Publicação: 10/07/2024 03:00

Os desejos, amores, desamores e traumas que marcam a vida de Lily Braun despertaram o interesse de Chico Buarque em 1982. Embora apareça como uma figura secundária no poema O Grande Circo Místico, de Jorge de Lima, onde é apenas uma cantora de casas noturnas, ela é tratada como protagonista em toda sua complexidade na música A História de Lily Braun, uma colaboração entre Chico Buarque e Edu Lobo. Além de conquistar multidões com sua voz cheia de paixão e mistério, Lily transita entre gerações e diversas formas artes, tendo sua história narrada em textos, músicas e apresentações teatrais.  

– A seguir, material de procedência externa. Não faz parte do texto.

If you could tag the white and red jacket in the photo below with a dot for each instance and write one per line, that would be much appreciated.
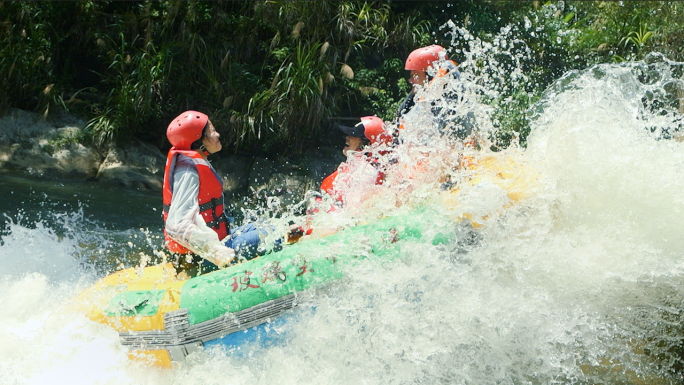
(194, 217)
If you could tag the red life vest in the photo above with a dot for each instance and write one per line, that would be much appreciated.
(328, 182)
(210, 197)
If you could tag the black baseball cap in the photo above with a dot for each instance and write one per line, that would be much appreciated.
(358, 131)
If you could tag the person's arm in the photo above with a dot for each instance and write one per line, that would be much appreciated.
(186, 226)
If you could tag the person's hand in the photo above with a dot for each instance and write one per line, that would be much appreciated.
(295, 232)
(221, 256)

No ambiente cativante de um cabaré na década de 1920, Lily Braun brilha como uma estrela única e independente, imersa na atmosfera sedutora do palco e distante dos enredos românticos que povoam a vida dos outros. O coração de Lily permane resistente à ideia de se render a um único amor. Em certo momento, no entanto, ousa acreditar que o amor pode ser a resposta para a felicidade. Assim, a cantora decide se casar com o homem dos seus sonhos. Porém, o que parecia um conto de fadas rapidamente se desfaz.

A perspectiva buarquiana sobre o conto de fadas melancólico torna-se tema do espetáculo musical LILY, produzido pela Escola Pina Ballet Hall, um espaço de dança e formação de bailarinos no Recife, credenciado pela Royal Academy of Dance, uma das instituições mais prestigiadas do mundo sediada na Inglaterra. A apresentação ocorre no dia 21 de agosto, às 20h, no Teatro Luiz Mendonça.

Das luzes do palco à escuridão sufocante de um relacionamento tóxico, a jornada de Lily (Amanda Domingos) em busca da verdadeira felicidade ao lado de seu marido (Ângelo Cristóvão) é retratada nos passos de jazz sob a direção de Valério Cristóvão e o roteiro de Montez Oliveira. “Ela passa a compreender seus limites, identifica o que lhe faz bem e o que a define, e começa a entender o que a motiva a viver. Este é um retrato de muitas mulheres que, por vezes, precisam deixar de lado sonhos, amores e profissões para cuidar de uma relação, de um casamento, de uma casa, entre outras responsabilidades”, comenta Valério. O elenco conta com 44 bailarinos da Escola Pina Ballet Hall.

LILY é dividido em dois atos, cada um com uma estética musical específica. No primeiro, que narra a vida de Lily no Dancing - o cabaré onde ela se apresentava - as performances são embaladas por artistas como Liniker e Luísa Sonza, que trazem um toque contemporâneo. Já na segunda parte, focada em sua vida matrimonial, predominam clássicos da MPB, como as canções de Chico Buarque e Maria Bethânia.  Segundo Valério, a montagem da trilha sonora foi o maior desafio no processo de criação do espetáculo.”O Brasil é muito rico musicalmente, então havia muitas possibilidades a serem exploradas. Acredito que consegui encontrar o caminho certo”.

A composição de Chico Buarque e Edu Lobo fez parte da trilha sonora do espetáculo O Grande Circo Místico, em 1983. A produção combinava elementos musicais, ópera, dança, teatro e poesia para narrar a história de uma família austríaca proprietária de um circo, cujo herdeiro, Oto Frederico Kniep, era o apaixonado admirador de Lily Braun. Essa foi apenas uma das referências incorporadas na estética e coreografia da peça musical da Escola Pina Ballet Hall.

O diretor guarda na memória o instrumental de A História de Lily Braun desde a juventude, quando conheceu a versão de Maria Gadú através de sua irmã. Durante a adolescência, sua paixão pela MPB cresceu à medida que se imergia no universo de O Grande Circo Místico. “O que mais me admira na canção é como ela é construída; o uso de cada palavra é tão bem colocado que realmente conseguimos visualizar a história, imaginando Lily e o ambiente ao seu redor. A música conta uma história completa, com começo, meio e fim”.